Quant aux droits des privés d'emploi, le Medef ne propose rien d'autre que la double peine, avec une moindre revalorisation de la période de chômage. Par ailleurs, la piste d'une fusion entre les deux régimes, Arrco (tous les salariés) et Agirc (cadres) fait également partie de la panoplie du possible pour le patronat, alors même que l'affiliation à l'Agirc, comme le rappelle l'Ugict-CGT, constitue ce qui, dans les conventions collectives, détermine le statut cadre.
Les exigences patronales provoquent quelques remous parmi les organisations syndicales, qui se sont fixé des lignes rouges. Pas question de réduire les droits à retraite ni de toucher aux bornes d'âge, affirme ainsi FO; injuste également de revenir sur les pensions de réversion, plaide la CFTC; la CFE-CGC s'inquiète de la perspective de fusion des régimes Agirc-Arrco… Quant à la CFDT, Laurent Berger considère qu'il faut «préserver les pensions des retraités les plus modestes». Il envisage comme possible d'«augmenter les cotisations». Cela «ne peut pas être totalement exclu puisque les efforts vont être demandés aux uns et aux autres», dit-il, envisageant par ailleurs l'hypothèse d’une fusion Arrco-Agirc.
Pour la CGT, il ne saurait y avoir «ni mesure d’âge ni décote» et l’équilibre de chacun des deux régimes, à préserver, est tout à fait possible si de nouvelles ressources leur sont attribuées. Une vraie politique de l'emploi, de maintien et de développement des filières industrielles comme des services publics y contribuerait largement.
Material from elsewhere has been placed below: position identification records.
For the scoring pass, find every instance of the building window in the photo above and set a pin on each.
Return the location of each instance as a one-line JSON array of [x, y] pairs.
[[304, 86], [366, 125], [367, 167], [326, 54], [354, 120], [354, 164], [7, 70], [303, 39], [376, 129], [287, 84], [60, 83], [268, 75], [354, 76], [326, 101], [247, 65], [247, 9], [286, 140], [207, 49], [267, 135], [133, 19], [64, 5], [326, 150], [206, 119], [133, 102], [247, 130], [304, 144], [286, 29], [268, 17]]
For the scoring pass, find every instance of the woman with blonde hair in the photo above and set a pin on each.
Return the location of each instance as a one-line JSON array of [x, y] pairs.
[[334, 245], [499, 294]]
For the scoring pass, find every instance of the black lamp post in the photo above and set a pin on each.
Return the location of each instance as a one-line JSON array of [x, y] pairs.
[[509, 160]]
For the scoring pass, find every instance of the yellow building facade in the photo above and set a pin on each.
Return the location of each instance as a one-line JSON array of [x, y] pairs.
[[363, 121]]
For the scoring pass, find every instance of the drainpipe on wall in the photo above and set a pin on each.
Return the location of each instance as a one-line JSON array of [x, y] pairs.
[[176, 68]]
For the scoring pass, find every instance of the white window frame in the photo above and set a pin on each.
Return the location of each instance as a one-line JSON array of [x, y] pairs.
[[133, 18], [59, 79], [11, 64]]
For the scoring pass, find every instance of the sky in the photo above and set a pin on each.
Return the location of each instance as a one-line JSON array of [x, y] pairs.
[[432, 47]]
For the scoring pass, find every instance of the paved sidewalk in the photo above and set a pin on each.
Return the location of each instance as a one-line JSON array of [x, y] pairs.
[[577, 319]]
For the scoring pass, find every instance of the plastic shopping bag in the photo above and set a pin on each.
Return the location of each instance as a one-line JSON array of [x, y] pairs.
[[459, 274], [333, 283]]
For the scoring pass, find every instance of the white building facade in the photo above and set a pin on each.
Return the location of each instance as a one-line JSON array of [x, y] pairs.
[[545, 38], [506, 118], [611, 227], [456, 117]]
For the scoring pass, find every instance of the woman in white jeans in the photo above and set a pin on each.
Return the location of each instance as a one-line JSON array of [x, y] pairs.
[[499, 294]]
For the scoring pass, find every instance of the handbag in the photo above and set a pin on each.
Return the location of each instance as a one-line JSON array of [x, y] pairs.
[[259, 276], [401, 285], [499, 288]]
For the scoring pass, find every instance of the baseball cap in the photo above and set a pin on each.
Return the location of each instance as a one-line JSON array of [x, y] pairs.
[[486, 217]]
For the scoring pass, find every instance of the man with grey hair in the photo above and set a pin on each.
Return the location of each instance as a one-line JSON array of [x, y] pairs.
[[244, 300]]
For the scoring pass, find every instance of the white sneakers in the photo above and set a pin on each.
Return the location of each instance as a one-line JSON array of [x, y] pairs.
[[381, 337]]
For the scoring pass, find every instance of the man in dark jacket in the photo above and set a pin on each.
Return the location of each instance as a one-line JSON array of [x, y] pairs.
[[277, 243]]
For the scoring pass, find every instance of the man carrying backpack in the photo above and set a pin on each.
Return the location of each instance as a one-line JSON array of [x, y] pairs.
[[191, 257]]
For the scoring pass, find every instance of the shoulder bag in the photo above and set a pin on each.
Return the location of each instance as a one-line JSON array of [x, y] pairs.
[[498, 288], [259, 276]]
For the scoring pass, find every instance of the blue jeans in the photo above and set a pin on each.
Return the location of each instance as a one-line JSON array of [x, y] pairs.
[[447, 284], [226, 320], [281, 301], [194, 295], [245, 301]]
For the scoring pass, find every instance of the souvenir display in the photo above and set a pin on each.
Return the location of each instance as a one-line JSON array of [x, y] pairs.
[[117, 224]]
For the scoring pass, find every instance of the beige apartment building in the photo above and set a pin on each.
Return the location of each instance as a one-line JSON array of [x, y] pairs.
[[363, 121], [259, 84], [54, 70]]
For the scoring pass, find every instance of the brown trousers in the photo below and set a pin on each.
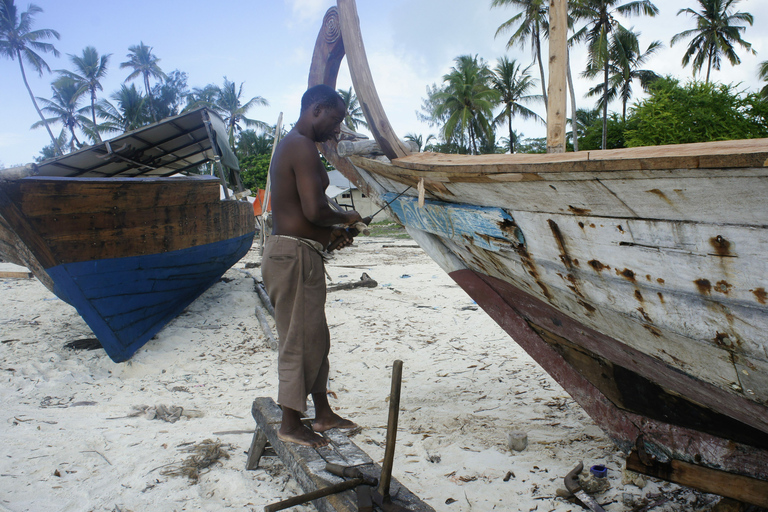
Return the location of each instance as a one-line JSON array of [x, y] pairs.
[[294, 276]]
L'égalité des salaires entre les femmes et les hommes permettrait aussi une hausse des cotisations qui effacerait de fait tout déficit de l'Arrco, a calculé la CGT. Pour la confédération, il est urgent d'augmenter les cotisations sociales tout en les modulant.
Il s'agit d'intégrer toutes les rémunérations et de taxer les revenus financiers. À l'Agirc, les cotisations sont d'autant plus sous-dimensionnées que les salaires des cadres se sont globalement affaissés ces dernières années. Il convient d'augmenter celles-ci de 2,45%, ce qui doit peser principalement sur la part dite patronale. Mais au-delà, une révision de l'assiette permettrait de mieux tenir compte du ratio entre la masse salariale et la valeur ajoutée de chaque entreprise, pour fixer des taux de cotisation différents favorisant l'emploi et les salaires.
Des mesures efficaces, susceptibles de contribuer à un cercle vertueux pour l'emploi, les salaires et la rémunération des qualifications, et de maintenir et développer les droits des salariés que le patronat préférerait rogner.